We're not saying you don't practice good brewing techniques, of any types, just that most of those things that new brewers panic about, that they read about in books is worst case scenario stuff, misunderstood conjecture that has been handed down over the years as "canon" with little or no validity, something that is of more worry to commercial operations or lager breweries, or myths that have been disproven in light of modern brewing science, that was based on OLD brewing info.
And in reality our beer is a lot more resililiant than most new brewers believe, because at their stage of brewing they understand just enough to be dangerous.
It takes a lot of abuse to ruin our beer...and even the "day to day" mistakes that we make is often NOT enough to ruin our beer.
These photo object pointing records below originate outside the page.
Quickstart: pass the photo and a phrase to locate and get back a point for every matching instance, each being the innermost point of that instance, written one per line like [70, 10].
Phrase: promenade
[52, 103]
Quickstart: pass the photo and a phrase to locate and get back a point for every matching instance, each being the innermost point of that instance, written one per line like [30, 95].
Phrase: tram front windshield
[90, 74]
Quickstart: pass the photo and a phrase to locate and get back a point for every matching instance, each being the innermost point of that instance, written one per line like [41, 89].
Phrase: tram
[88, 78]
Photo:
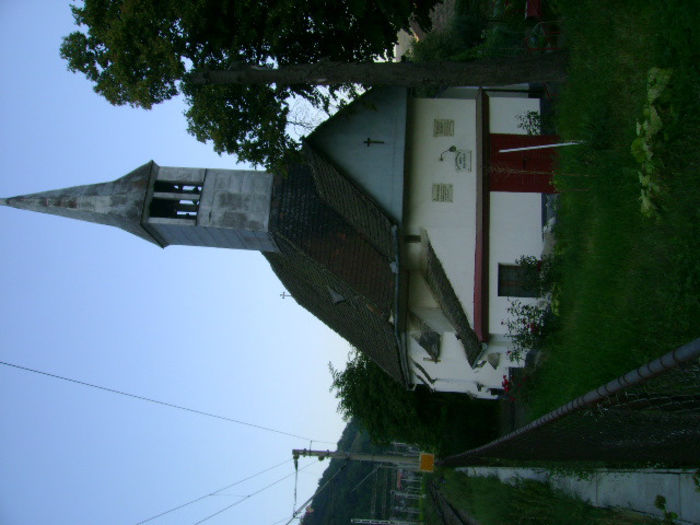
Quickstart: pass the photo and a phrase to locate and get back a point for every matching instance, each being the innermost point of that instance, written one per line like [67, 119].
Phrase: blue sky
[199, 327]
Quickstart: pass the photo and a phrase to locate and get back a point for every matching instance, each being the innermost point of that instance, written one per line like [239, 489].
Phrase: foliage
[445, 423]
[491, 502]
[629, 288]
[669, 516]
[464, 31]
[346, 496]
[142, 52]
[530, 122]
[647, 139]
[529, 324]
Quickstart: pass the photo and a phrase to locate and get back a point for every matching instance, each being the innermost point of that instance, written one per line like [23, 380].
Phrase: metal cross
[369, 142]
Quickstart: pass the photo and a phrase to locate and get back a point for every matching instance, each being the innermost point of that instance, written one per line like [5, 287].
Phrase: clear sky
[200, 327]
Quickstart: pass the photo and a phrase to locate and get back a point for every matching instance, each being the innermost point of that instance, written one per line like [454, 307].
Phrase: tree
[446, 423]
[138, 52]
[142, 52]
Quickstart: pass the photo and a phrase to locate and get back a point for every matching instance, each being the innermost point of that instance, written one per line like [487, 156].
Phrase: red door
[526, 171]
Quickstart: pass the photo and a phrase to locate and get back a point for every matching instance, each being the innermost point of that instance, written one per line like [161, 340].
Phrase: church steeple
[118, 203]
[190, 206]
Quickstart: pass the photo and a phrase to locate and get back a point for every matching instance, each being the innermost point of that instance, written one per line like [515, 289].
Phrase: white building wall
[516, 229]
[451, 229]
[450, 226]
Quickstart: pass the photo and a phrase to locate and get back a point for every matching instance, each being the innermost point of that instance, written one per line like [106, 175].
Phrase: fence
[651, 414]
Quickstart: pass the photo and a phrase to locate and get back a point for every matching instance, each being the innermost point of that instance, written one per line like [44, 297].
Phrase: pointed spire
[118, 203]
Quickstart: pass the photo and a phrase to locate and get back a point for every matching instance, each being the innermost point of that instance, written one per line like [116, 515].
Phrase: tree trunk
[489, 72]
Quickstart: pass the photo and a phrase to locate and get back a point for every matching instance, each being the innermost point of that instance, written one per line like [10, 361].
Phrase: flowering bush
[527, 324]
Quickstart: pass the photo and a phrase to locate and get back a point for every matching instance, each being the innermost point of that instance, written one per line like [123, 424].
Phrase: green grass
[491, 502]
[629, 286]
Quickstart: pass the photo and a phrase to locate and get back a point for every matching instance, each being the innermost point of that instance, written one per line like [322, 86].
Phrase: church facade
[399, 230]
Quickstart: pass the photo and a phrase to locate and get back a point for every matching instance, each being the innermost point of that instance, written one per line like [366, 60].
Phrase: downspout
[399, 333]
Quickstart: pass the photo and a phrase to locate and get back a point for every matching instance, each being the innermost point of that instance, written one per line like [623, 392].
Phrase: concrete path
[629, 489]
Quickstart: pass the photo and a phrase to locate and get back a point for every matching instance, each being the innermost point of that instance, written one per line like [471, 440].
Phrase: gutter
[399, 332]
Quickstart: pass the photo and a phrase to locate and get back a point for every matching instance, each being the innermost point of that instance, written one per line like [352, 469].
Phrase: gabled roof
[366, 142]
[337, 257]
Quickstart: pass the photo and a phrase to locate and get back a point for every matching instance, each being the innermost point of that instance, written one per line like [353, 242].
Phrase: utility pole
[423, 462]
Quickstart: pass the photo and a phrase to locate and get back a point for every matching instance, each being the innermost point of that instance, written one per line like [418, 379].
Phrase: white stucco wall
[450, 226]
[516, 229]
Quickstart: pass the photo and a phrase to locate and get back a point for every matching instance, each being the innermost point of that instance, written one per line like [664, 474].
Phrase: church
[399, 230]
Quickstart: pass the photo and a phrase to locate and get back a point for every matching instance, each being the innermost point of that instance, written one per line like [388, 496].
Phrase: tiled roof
[330, 260]
[450, 304]
[351, 203]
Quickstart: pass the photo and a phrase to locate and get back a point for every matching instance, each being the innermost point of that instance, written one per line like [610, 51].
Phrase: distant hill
[348, 496]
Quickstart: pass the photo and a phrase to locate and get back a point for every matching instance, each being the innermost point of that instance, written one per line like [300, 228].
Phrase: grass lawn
[629, 285]
[491, 502]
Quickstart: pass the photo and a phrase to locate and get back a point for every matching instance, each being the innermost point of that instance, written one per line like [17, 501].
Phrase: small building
[399, 230]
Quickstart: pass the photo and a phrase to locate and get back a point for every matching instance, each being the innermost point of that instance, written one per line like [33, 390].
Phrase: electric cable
[251, 495]
[157, 402]
[294, 515]
[212, 493]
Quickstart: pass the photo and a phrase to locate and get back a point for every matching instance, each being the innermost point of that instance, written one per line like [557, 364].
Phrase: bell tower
[165, 205]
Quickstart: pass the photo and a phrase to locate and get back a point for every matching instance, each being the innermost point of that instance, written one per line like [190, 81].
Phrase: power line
[157, 402]
[295, 513]
[251, 495]
[216, 492]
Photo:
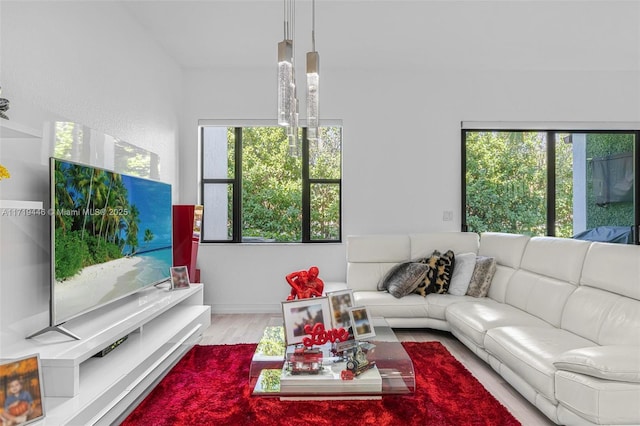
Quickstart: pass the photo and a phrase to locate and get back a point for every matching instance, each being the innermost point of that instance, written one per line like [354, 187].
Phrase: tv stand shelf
[161, 326]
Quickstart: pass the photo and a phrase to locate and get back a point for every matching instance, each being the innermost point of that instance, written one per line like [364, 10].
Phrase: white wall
[85, 62]
[440, 63]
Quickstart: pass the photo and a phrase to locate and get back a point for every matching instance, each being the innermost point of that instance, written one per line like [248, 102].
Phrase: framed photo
[198, 211]
[179, 277]
[340, 302]
[21, 391]
[361, 321]
[298, 313]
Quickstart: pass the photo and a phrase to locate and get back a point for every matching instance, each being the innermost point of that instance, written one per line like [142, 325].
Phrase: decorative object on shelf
[320, 336]
[305, 361]
[361, 323]
[305, 284]
[4, 173]
[21, 399]
[299, 313]
[357, 362]
[179, 277]
[4, 106]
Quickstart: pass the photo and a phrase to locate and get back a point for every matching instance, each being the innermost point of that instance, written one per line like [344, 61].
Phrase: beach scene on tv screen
[112, 236]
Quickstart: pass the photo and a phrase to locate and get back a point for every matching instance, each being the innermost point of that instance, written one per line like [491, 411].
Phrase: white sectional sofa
[561, 321]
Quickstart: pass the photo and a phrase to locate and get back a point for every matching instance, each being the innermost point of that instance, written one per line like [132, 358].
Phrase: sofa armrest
[330, 286]
[614, 362]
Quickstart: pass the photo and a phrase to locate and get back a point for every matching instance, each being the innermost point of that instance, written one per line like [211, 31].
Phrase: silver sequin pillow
[403, 278]
[482, 276]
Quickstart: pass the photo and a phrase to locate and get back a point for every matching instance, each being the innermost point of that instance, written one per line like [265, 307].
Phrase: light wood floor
[247, 328]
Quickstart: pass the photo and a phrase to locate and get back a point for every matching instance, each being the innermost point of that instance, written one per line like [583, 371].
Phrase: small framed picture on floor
[340, 302]
[179, 277]
[21, 391]
[361, 323]
[299, 313]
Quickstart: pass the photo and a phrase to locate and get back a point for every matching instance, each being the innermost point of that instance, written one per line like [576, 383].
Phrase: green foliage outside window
[506, 183]
[273, 185]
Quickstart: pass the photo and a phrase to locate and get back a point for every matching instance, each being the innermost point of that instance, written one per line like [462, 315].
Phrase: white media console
[81, 389]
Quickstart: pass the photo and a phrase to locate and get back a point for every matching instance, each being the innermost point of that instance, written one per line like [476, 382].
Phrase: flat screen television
[111, 236]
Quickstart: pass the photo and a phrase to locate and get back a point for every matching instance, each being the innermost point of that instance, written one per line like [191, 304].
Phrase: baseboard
[247, 309]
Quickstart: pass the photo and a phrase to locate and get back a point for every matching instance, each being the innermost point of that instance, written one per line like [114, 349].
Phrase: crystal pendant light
[285, 79]
[313, 81]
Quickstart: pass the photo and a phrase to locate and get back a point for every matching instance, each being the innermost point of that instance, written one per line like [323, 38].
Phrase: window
[573, 184]
[258, 188]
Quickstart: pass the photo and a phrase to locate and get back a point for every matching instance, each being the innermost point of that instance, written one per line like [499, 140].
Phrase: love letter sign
[320, 336]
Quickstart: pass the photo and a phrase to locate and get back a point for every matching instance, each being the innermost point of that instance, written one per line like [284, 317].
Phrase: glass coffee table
[393, 373]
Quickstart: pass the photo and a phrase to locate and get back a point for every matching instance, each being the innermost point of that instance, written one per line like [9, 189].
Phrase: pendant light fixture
[313, 80]
[288, 105]
[286, 74]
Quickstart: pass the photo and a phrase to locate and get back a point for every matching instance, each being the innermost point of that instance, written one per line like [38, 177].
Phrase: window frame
[236, 184]
[551, 132]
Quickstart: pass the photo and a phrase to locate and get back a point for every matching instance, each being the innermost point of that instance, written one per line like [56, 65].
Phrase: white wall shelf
[13, 130]
[79, 388]
[22, 205]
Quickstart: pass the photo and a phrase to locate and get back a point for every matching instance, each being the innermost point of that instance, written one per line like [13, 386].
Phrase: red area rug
[209, 386]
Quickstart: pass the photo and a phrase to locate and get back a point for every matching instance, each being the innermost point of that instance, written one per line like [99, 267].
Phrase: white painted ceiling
[372, 34]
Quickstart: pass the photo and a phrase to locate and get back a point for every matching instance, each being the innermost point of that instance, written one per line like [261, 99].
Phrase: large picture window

Its pretty hardy stuff.
If you read the stories in here, of "mistakes" that people have made here, you will come to realize that a lot of stuff happens in the normal course of brewing, and the beer still manages to survive, so if you make a mistake, you don't need to immedietly panic and assume your beer is ruined.....
https://www.homebrewtalk.com/f39/wh...where-your-beer-still-turned-out-great-96780/
And a lot of stuff can be corrected with time anyway.
https://www.homebrewtalk.com/f39/ne...virtue-time-heals-all-things-even-beer-73254/
In years of brewing and in helping panic new brewers I've yet to find cases where it wasn't a false alarm in just about anything any new brewer has claimed, and that is the case for the dreaded HSA, Autolysis, and 99.95% of the new brewer infection threads as well.
I'll save you the bother of searching, but here's a few of those new brewer HSA panic threads...
https://www.homebrewtalk.com/f36/hot-side-aeration-so-im-idiot-71873/
https://www.homebrewtalk.com/f12/who-afraid-hsa-76779/
https://www.homebrewtalk.com/f13/hot-side-aeration-71806/
HSA is something that get's discussed by commercial brewers in journals, and some overzealous homebrewer then starts worrying about it, and it get spread into the HOBBY community, with little understanding...and then people brewing thier first beer start threads worrying about it...
So don't sweat your new brewer head about HSA....or anything, you beer is much hardier than you think...
And if you still are worried, then watch this video of a commercial brewhouse...
You think they are concerned about HSA?
The only time we have to be concerned with oxygenating and getting liquid cardboard is when fermentation has started. Oxygen + Fermented Beer = Liquid Cardboard.
Man, we haven't had an HSA believer on here in a couple years...thought that one was dead and buried.